Security Think Tank: No quick fix to SQLi attacks

Why does SQL injection remain a successful way of attacking web applications?

In considering why SQL injection remains a successful way of attacking web applications, the answer is, as always, both simple and complex. Simple because it is nothing more nor less than poor coding practices. The more complex answer arises from answering the question: Why do so many web sites/applications suffer from poor coding practices?

From my own company’s experience, the issue of poor coding practices is not limited to the small and medium-sized enterprise (SME) web application development companies but is, sadly, across the board.  A lot of the errors lie in data input by a user not being effectively boundary checked or filtered. I suspect that there are very few web sites, if any, that need to accept user-entered data that include SQL commands and even fewer sites that need to accept an unlimited number of characters in an input string. The sad thing here is that many of the modern and well-used development tools include call-able routines that can undertake data bounding and filtering.

So where do we go from here? Unfortunately I don’t see a single answer nor do I see a quick fix. Some of the answers as I see them include:

• Training institutions should ensure that secure coding techniques are not just included in their course material, but that the reasoning behind the need for secure coding is also included.

• At the contract-letting stage, that is, when an organisation orders a web development from a third party, contracts should include clauses calling for code to be developed in accordance with Open Web Application Security Project (OWASP) or similar secure coding practices.

• Payment for developments should be done in stages such that a final payment will be dependent on a web development passing an IT Security Health check carried out by a specialist company with current Tiger or similar registration. But note that, to avoid disputes, the contractual clause should state that the delivered code should be free of known vulnerabilities at a point x working days before the agreed delivery date or agreed “go-live” date (where x could be, for example, five working days).

• Where an organisation is big enough to run its own development group, developers should be put through OWASP or similar secure-coding training.

• In-house developed code should be subject to detailed security testing preferably conducted by specialist companies with current recognised industry registration (e.g. Tiger or similar)

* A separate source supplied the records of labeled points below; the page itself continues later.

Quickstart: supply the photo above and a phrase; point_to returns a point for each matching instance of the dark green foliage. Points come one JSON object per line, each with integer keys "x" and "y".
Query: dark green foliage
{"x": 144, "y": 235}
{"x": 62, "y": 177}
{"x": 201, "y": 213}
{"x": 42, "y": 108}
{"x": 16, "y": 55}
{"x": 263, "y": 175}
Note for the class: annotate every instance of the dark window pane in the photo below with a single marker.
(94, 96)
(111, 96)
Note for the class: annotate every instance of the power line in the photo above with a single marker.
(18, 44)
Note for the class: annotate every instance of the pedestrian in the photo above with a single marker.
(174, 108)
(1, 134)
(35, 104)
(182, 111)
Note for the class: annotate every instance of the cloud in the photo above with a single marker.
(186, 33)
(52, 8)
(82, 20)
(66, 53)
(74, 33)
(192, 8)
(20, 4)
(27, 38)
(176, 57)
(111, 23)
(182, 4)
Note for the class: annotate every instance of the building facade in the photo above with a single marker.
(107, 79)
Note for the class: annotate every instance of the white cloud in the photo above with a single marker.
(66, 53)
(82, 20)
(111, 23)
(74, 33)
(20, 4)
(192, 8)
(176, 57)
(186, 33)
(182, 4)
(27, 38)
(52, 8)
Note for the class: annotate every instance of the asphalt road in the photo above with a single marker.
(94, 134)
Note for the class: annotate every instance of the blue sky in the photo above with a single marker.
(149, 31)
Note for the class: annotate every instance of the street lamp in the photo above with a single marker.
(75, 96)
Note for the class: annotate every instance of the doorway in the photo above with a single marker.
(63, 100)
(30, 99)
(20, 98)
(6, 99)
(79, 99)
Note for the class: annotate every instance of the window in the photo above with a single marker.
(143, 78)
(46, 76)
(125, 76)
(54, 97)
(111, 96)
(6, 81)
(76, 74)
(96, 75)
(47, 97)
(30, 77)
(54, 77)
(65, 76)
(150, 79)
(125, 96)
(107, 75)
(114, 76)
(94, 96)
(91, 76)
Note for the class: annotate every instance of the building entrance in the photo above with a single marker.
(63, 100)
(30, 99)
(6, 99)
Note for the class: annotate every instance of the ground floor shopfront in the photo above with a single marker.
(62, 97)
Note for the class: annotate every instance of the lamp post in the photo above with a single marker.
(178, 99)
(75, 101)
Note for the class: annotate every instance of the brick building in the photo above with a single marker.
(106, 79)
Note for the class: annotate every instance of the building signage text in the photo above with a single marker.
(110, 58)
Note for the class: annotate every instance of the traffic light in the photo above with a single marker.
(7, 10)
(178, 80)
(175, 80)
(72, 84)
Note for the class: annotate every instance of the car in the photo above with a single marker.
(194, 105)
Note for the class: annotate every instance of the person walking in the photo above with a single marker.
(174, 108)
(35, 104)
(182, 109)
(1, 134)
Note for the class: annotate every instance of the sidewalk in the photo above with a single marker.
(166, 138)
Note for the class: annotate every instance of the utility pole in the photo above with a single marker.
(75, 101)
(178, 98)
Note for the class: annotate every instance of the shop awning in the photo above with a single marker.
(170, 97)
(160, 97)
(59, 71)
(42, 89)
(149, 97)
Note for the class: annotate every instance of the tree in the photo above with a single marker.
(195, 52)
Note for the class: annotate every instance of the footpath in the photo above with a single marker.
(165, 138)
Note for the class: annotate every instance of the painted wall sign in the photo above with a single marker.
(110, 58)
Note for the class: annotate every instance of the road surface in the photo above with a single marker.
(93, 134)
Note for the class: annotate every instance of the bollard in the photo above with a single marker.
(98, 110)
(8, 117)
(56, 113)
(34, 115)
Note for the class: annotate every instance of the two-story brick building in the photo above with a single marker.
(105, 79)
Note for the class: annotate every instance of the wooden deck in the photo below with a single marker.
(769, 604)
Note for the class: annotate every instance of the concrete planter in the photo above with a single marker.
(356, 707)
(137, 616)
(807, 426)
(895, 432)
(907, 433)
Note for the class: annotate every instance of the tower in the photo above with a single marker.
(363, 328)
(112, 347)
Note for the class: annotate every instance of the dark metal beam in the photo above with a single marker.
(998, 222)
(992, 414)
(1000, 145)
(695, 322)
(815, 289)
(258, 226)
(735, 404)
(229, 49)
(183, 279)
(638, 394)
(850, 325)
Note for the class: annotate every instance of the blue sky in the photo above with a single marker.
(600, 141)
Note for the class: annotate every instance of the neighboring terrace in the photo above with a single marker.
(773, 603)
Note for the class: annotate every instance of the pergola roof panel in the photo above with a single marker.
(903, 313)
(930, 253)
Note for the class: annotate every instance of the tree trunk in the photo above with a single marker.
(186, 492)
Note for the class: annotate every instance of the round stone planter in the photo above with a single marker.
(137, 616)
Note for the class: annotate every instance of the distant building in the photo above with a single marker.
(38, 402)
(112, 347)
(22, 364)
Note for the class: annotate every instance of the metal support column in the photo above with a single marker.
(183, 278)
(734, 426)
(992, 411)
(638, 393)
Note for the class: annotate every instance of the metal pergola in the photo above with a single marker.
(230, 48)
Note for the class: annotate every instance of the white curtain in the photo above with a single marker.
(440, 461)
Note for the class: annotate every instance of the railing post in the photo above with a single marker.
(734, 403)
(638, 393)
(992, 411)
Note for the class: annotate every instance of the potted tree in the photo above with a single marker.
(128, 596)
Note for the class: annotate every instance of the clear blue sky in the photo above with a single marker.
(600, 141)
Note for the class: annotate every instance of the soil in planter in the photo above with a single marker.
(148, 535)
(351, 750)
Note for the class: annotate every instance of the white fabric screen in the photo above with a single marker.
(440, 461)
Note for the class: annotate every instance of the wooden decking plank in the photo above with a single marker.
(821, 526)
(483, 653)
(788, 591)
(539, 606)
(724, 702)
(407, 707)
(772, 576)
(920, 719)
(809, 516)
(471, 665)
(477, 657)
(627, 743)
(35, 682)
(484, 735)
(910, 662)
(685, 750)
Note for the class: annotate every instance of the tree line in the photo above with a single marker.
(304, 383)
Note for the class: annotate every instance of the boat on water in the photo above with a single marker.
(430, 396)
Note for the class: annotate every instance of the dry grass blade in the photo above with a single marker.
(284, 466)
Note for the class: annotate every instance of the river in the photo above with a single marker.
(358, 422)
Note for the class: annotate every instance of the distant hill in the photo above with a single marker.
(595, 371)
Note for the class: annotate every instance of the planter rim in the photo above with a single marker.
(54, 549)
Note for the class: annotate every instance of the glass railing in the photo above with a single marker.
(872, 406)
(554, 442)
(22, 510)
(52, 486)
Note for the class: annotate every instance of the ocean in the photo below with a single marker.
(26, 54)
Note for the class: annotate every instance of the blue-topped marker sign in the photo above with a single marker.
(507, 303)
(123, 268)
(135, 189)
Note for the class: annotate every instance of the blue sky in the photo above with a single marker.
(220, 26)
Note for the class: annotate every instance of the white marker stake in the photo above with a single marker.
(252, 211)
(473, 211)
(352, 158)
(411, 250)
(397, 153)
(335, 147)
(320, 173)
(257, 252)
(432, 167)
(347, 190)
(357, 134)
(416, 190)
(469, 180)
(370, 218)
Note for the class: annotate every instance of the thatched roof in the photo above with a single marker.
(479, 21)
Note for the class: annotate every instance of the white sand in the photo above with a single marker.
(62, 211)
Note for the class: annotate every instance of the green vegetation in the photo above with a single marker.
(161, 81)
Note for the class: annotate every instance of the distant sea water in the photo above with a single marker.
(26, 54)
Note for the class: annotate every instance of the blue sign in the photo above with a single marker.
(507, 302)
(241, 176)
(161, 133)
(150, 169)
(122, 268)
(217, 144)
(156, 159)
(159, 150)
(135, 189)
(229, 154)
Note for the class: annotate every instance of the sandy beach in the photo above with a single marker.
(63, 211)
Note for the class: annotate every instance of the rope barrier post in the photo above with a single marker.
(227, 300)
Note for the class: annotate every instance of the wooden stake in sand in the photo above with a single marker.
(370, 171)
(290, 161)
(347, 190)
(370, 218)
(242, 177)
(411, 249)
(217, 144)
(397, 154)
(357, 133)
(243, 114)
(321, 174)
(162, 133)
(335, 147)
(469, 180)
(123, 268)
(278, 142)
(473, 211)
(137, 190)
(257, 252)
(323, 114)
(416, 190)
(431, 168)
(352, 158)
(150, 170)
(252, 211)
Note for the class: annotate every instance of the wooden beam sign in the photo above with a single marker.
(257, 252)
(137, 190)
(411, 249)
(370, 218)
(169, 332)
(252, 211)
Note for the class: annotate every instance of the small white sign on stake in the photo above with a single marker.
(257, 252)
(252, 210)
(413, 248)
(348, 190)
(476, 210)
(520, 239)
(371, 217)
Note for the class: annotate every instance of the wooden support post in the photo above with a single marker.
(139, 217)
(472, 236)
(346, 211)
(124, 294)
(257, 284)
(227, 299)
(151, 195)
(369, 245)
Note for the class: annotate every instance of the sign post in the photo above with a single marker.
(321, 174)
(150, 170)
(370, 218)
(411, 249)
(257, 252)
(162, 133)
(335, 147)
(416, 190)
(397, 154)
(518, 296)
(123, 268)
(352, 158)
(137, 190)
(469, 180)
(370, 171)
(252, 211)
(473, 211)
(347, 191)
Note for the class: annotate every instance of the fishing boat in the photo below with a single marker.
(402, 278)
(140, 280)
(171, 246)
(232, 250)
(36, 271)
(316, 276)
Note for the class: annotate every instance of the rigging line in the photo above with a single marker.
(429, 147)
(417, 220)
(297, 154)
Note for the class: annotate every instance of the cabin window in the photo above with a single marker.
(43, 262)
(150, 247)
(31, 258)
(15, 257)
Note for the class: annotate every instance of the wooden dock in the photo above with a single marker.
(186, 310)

• All web sites should be subject to detailed security testing at least every six months and preferably more frequently. There are a number of specialist companies that offer automated testing that can be run daily or weekly. But even if these automated services are used, a specialist company should be engaged to run detailed security tests at least every 12 months (preferably every six months).

Peter Wenham is a committee member of the BCS Security Forum strategic panel and director of information assurance consultancy Trusted Management.